Partial profile ingestion
A user may want to ingest subset of a pprof profile sample types and drop the rest.
One of the use cases is to "reduce cost" - regular go memory profiles are known to be big due to cumulatie alloc_* sample types nature. If we drop alloc values, the number of resulted samples would be drastically lower (usually with on disk size of hundreds of kilobytes instead of multiple megabytes). One of the alternative ways to reduce the size of the memory profile is to use godeltaprf https://github.com/grafana/pyroscope-go/tree/main/godeltaprof This was requested by one of Grafana Labs customer(Note: they said they want only inuse_space , and even no inuse_objects)
Another use case is to drop "corrupted" values: for example ingesting delta memory - we may want to drop delta-ed inuse_* values . and when ingesting non delta memory profile we may want to drop alloc_* values as they are cumulative . This has been drafted in the past. https://github.com/grafana/pyroscope/issues/3979 https://github.com/grafana/alloy/pull/2929
Dumping ideas how we could achieve per sample type values dropping:
- Add and expose configuration options to godeltaprof to allow selecting which sample types they want.
- Modify alloy to allow dropping alloc_ * values instead of computing deltas on them - does not work for godeltaprof.
- Modify alloy to allow dropping alloc_* values for godeltaprof profiles.

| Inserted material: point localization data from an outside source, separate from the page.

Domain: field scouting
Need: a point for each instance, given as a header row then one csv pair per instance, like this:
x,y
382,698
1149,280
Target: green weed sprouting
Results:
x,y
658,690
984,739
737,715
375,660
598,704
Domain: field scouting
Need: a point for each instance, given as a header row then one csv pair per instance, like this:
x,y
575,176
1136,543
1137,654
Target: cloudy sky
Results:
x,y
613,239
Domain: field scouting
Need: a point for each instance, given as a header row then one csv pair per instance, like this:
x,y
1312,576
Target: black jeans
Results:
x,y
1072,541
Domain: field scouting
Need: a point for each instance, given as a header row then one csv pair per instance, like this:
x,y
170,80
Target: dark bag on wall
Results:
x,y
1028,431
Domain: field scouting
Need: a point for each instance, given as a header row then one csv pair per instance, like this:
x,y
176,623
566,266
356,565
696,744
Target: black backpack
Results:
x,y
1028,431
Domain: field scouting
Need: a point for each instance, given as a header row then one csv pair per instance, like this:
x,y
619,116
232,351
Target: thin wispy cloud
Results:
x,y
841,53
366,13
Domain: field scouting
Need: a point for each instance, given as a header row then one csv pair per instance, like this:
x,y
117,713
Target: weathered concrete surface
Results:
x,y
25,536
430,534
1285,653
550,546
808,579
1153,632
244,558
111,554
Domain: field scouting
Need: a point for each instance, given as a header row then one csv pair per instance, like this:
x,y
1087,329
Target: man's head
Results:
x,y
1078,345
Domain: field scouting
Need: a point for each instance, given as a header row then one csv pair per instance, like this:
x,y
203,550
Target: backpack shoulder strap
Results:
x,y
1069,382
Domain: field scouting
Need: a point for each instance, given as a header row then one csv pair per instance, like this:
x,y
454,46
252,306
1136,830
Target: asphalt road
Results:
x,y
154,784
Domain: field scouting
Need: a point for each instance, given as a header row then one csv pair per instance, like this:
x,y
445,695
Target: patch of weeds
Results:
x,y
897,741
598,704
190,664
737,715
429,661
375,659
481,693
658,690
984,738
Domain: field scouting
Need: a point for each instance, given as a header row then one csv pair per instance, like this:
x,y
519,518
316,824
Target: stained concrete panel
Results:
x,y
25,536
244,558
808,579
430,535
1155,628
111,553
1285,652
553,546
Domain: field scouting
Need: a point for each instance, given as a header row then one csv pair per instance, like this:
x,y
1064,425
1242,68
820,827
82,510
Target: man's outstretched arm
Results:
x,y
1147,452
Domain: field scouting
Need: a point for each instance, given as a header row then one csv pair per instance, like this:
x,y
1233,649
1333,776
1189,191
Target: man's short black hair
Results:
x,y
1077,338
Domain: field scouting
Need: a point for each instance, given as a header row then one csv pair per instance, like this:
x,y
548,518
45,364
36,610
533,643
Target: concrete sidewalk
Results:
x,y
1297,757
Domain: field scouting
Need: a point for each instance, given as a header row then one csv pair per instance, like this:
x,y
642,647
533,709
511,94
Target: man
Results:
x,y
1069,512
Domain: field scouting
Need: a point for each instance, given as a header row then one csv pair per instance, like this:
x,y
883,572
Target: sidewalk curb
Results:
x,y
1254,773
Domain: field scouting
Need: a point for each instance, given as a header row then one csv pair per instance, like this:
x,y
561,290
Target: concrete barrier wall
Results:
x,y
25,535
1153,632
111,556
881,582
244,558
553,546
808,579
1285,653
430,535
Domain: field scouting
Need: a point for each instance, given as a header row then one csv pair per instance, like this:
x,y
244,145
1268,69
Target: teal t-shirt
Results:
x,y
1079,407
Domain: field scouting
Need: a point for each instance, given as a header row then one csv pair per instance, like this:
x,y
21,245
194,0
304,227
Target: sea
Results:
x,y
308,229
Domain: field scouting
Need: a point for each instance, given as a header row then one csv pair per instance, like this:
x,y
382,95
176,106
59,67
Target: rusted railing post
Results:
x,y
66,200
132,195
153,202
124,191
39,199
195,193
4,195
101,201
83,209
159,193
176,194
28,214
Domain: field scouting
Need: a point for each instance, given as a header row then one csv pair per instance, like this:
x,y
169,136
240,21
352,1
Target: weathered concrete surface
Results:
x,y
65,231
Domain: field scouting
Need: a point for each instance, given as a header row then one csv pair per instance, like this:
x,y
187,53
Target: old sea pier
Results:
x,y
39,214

- Revive https://github.com/grafana/pyroscope/issues/3979 - modify alloy to include scaler configuration - allowing multiply some values by zero )
- introduce per tenant-service configuration to perform dropping on the server
- ? I secretly hope I missed something and it is possible to achieve sample type dropping somehow without code modification, but I could not find a way yet.
I agree with your assessment, that this is not possible today, I wonder if we should do this in two places:
- On collection side (either alloy or godeltaprof), which will take a while to land everywhere
- Server side (something that is available to everyone who upgrade Pyroscope)
I do think this use case is good candidate for relabelling rules, which could also be something that we expose to alloy's pyroscope.relabel.
On the server side the main problem is that we do not split out the different types early on: We wait until we reach ingester/segment writer to do that. (eg. see here for v2). If we would be doing this earlier (before we do the relabeling). We could simply drop them using a relabeling rules.
Very similar labels __unit__/__type__ could also be added in the alloy relabelling pipeline (at least for profiles in pprof format/using push.v1 style APIs).
Wdyt about that?
Very similar labels unit/type could also be added in the alloy rebeling pipeline (at least for profiles in pprof format/using push.v1 style APIs).
It would require to introduce decompress - unmarshall - marshal - compress procedure, right? If so, I would prefer if we solve this by not increasing load on alloy.
On the server side : while the early profile type split seems powerful. I think it makes sense to clarify some implementation details.
- Does it mean we split 1 memory profile into 4 profiles and then each of them have a copy of symbols? I am slightly worried we would quadruple segment writer load (unmarshaling profs, deduplicating symbols)
- Introduction of new labels would put them into different shards? I guess we can drop the labels after relabeling.
- Currently distributors send multiple profiles concurrently to segment writers, but in practice it is rarely used and usually it's just one profile inflight there. How do you think it would affect our latency if we introduce 4 requests there instead of 1?
Another Idea is to employ relabeling rules without actually splitting the pprof into multiples.
- Introduce an extra relabeling config , call it
sample_type_relabeling_rules - invoke the new relabeling N times where N is the number of profiling type, including profile type along the series labels as an input.
- if the result of the relabeling is
drop- set corresponding value tozero - compact profile - removes samples with
zerovalues.
Another Idea is to employ relabelling rules without actually splitting the pprof into multiples.
This is probably the most balanced approach. I think for the N times you could probably also provide the same labels as the ones added later __unit__/__type__ easily.
An explicit sample_type relabeling step / setting makes things very clear and it could be done before we do metering of the profile type.